I spoke with a number of data scientists to get a flavor of which they use, and why.
- Dave Shirley is a data scientist at a digital marketing agency, was trained in statistics, and uses mainly R. It’s what he learned initially, and he finds it satisfies his needs: “We use R for ad-hoc analysis, regular production of Excel and HTML reports, dash boarding (HTML). If there’s something we need to do programmatically the chances are we will do it using R.”
- Niral Upadhyaya is a data scientist at Elder Research and, likewise, prefers R: “Personally, I probably use R more than Python because it is more familiar or because it was already being used on the project, but I have used both. It really depends on the client, what they have approved, and the type of work we will be doing. For instance, in cybersecurity, I think Python is more prevalent since a lot of tools like Splunk are built upon it. Python also seems to be the choice when the problem needs deep learning. I probably use a mixture of SQL and R or Python for exploration and then I build models in either R or Python.”
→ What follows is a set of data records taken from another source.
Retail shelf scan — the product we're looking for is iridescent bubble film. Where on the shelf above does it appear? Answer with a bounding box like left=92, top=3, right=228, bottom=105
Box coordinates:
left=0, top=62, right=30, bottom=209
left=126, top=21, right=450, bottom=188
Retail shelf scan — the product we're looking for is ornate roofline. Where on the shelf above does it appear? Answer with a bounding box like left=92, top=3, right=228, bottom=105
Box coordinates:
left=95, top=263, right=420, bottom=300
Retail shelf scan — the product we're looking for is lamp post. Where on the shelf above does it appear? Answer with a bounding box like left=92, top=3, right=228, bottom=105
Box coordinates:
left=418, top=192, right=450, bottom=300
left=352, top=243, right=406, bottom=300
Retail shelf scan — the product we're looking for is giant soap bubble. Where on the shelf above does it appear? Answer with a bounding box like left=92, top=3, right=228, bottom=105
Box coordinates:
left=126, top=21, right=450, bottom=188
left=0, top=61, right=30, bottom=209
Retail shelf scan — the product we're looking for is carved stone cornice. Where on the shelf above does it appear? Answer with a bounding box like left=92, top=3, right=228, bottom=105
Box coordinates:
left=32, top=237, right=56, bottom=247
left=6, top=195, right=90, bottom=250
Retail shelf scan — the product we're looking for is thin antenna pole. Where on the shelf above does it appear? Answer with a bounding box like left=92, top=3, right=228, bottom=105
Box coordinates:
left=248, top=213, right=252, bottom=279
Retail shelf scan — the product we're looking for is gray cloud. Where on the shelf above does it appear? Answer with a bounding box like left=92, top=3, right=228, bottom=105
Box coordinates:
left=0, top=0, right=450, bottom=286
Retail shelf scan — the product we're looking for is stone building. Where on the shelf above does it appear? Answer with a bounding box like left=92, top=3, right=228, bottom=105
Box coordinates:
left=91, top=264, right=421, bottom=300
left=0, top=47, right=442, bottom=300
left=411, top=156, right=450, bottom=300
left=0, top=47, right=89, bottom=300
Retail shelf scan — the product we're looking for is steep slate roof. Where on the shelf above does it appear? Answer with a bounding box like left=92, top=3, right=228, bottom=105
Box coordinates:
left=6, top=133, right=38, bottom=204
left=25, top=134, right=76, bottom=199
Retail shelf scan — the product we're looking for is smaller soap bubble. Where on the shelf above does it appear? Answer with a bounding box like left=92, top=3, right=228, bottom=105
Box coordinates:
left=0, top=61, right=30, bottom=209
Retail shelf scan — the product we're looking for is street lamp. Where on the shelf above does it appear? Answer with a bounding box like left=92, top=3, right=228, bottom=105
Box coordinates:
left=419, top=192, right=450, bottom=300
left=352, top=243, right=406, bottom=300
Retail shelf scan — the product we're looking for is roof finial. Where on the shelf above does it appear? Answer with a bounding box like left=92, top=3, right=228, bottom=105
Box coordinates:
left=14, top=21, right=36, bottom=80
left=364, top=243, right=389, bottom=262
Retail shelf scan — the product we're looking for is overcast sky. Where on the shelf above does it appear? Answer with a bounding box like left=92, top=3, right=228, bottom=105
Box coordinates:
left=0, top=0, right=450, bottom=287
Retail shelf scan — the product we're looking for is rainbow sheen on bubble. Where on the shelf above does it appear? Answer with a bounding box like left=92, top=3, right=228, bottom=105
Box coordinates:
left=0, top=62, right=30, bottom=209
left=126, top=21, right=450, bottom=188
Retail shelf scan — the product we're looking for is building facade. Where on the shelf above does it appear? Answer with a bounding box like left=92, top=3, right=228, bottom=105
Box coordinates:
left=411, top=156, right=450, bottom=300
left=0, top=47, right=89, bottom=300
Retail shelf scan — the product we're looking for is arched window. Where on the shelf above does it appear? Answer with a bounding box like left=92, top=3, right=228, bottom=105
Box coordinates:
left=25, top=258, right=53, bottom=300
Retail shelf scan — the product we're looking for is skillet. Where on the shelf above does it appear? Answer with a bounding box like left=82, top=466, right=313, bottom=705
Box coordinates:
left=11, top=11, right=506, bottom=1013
- Peter Gedeck is a Senior Data Scientist at Collaborative Drug Discovery where his work involves data collection and analysis, building and validating models, and finally making the models available to users either as web services or by embedding the whole process into applications. He also teaches the Predictive Analytics in Python series at Statistics.com. “While I used R in the past, most of the functionality I require is now available in the main data science packages in Python. This together with the availability of excellent domain specific solutions for chem- and bioinformatics, makes Python my preferred language for data science. I still use R for creating publication-quality graphs using ggplot. However, most of the time, my work requires embedding the analysis or model into a bigger system and in this case, a general programming language like Python is superior.”
- Leanna Kent is a Data Scientist at Elder Research, who used to rely primarily on R but now also uses Python. She works mainly in analysis and building models; others help in deployment. “I prefer R, so if I have a choice I will use that. I use Python when my projects require me to. While Python is easier to read, I find it more difficult to code. With all of the different packages (base python, numpy, pandas) keeping track of data types is difficult, and I feel like I often have to hack into a solution. I also prefer the visualization capabilities in R.
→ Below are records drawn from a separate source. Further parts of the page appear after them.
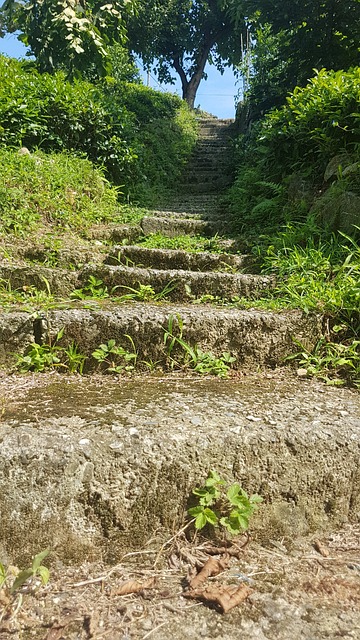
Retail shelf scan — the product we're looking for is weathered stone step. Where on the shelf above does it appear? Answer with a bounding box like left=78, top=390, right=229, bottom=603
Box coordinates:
left=0, top=260, right=268, bottom=301
left=104, top=245, right=253, bottom=271
left=0, top=263, right=78, bottom=296
left=181, top=167, right=229, bottom=186
left=86, top=224, right=143, bottom=243
left=0, top=374, right=360, bottom=564
left=0, top=302, right=322, bottom=369
left=141, top=216, right=218, bottom=238
left=177, top=175, right=231, bottom=194
left=78, top=258, right=275, bottom=302
left=149, top=208, right=202, bottom=220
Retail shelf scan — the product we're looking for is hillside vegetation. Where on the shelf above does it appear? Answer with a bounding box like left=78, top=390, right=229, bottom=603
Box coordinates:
left=0, top=56, right=196, bottom=202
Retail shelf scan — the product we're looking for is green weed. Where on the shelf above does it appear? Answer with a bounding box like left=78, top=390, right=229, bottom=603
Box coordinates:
left=70, top=276, right=117, bottom=300
left=15, top=329, right=65, bottom=373
left=188, top=471, right=262, bottom=536
left=139, top=233, right=225, bottom=253
left=163, top=315, right=236, bottom=378
left=287, top=338, right=360, bottom=388
left=91, top=335, right=137, bottom=373
left=118, top=282, right=177, bottom=302
left=63, top=342, right=86, bottom=375
left=0, top=549, right=50, bottom=595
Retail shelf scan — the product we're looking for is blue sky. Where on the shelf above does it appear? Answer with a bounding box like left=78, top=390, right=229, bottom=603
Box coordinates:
left=0, top=34, right=242, bottom=118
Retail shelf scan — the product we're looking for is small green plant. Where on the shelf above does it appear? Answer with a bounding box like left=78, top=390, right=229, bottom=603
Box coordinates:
left=0, top=549, right=50, bottom=595
left=188, top=471, right=263, bottom=536
left=163, top=315, right=236, bottom=378
left=15, top=329, right=65, bottom=373
left=91, top=335, right=137, bottom=373
left=63, top=342, right=86, bottom=375
left=0, top=277, right=54, bottom=311
left=139, top=233, right=224, bottom=253
left=70, top=276, right=112, bottom=300
left=193, top=347, right=236, bottom=378
left=287, top=338, right=360, bottom=388
left=118, top=282, right=177, bottom=302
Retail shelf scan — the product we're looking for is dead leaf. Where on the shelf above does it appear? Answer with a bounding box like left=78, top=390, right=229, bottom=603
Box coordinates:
left=110, top=577, right=156, bottom=596
left=189, top=556, right=229, bottom=589
left=206, top=545, right=241, bottom=558
left=183, top=585, right=252, bottom=613
left=314, top=540, right=330, bottom=558
left=83, top=611, right=100, bottom=638
left=44, top=614, right=79, bottom=640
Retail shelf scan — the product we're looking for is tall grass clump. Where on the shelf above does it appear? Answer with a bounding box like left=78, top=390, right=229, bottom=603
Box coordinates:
left=0, top=56, right=196, bottom=201
left=0, top=148, right=119, bottom=236
left=229, top=67, right=360, bottom=234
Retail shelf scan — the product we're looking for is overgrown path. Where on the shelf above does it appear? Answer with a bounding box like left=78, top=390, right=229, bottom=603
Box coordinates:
left=0, top=119, right=360, bottom=640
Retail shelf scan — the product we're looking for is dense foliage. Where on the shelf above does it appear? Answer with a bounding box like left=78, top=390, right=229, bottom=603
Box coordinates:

- Grant Fleming is also a Data Scientist at Elder Research whose work focuses on analysis, building models, and building datasets. He uses both R and Python: “I use R for most billable work and data science/modeling tasks, Python for working with neural networks or text data.”
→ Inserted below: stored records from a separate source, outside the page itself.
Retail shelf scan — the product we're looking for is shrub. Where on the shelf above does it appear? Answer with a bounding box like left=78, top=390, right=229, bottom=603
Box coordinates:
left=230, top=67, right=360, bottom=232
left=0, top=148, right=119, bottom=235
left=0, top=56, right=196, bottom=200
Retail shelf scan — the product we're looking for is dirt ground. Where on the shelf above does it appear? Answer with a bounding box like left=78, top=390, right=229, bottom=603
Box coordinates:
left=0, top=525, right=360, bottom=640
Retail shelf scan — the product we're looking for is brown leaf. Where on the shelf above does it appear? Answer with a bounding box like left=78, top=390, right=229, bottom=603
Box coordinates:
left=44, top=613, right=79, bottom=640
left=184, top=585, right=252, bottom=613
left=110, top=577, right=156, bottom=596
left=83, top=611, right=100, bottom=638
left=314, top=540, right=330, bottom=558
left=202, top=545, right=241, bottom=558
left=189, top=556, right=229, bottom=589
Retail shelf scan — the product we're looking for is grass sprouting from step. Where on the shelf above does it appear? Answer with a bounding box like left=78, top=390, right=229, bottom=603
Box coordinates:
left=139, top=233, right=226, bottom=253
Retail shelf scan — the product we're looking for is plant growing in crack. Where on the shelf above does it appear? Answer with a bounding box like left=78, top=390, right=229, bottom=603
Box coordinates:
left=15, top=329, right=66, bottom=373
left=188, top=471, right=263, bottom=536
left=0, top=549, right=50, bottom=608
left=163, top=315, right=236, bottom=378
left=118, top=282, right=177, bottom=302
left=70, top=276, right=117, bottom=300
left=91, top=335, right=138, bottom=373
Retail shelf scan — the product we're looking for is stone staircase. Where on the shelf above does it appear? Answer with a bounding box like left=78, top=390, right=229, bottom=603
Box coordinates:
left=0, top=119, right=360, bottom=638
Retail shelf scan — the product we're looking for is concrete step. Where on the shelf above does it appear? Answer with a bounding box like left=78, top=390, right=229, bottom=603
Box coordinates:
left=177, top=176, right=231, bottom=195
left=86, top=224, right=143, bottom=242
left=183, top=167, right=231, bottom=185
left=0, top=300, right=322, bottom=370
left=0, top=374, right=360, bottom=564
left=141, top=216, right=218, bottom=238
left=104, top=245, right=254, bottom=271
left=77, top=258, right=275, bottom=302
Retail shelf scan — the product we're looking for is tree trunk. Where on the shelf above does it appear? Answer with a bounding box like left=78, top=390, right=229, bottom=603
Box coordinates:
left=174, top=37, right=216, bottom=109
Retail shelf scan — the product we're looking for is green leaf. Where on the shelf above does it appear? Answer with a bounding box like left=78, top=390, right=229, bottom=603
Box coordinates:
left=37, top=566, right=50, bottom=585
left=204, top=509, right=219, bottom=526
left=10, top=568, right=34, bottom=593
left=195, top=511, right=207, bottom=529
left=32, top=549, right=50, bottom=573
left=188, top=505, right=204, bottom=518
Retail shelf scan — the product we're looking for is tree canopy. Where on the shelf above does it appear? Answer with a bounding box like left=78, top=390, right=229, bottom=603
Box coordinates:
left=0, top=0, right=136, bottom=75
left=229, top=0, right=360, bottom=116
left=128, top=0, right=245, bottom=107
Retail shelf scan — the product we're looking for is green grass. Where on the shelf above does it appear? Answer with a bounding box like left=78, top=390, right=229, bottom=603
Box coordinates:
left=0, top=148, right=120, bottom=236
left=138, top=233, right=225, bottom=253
- Andrew Bruce is a Principal Research Scientist at Amazon: “I use both, but now mostly R due to the type of work I’m doing – 1) exploratory analysis, 2) statistical modeling, and 3) experimental design. I use Python for problems with bigger data involving ML and projects that need to be deployed into production. A vast majority of production code at Amazon for data science is based on Python.”
- Ramon Perez is the Director of UK Operations for Elder Research: “I use the Anaconda distribution of Python with Pandas, SciKitLearn, and Plotly. Python as a general purpose language that is easier to put into production environments for clients and a lot of serious deep learning development is happening within Python. However, the core statistical modeling packages in R are still the gold standard, especially for time series work and Bayesian techniques.”
- Finally, I also spoke to John Elder, the Founder of Elder Research, not about R vs. Python, but about data scientists and programming more generally: “It’s useful to distinguish the software engineering perspective from the data science perspective. Professional software developers build software for wide distribution and must take the time along the way to “harden” their code – making it robust, efficient and error-free. This is essential for quality deliverables and a very valuable skill. But not necessarlly during the discovery phase of a project! For data scientists, most code is written during the trial and error research and discovery phase; it would be a waste of precious time to ‘harden’ each iteration and branch along the way.”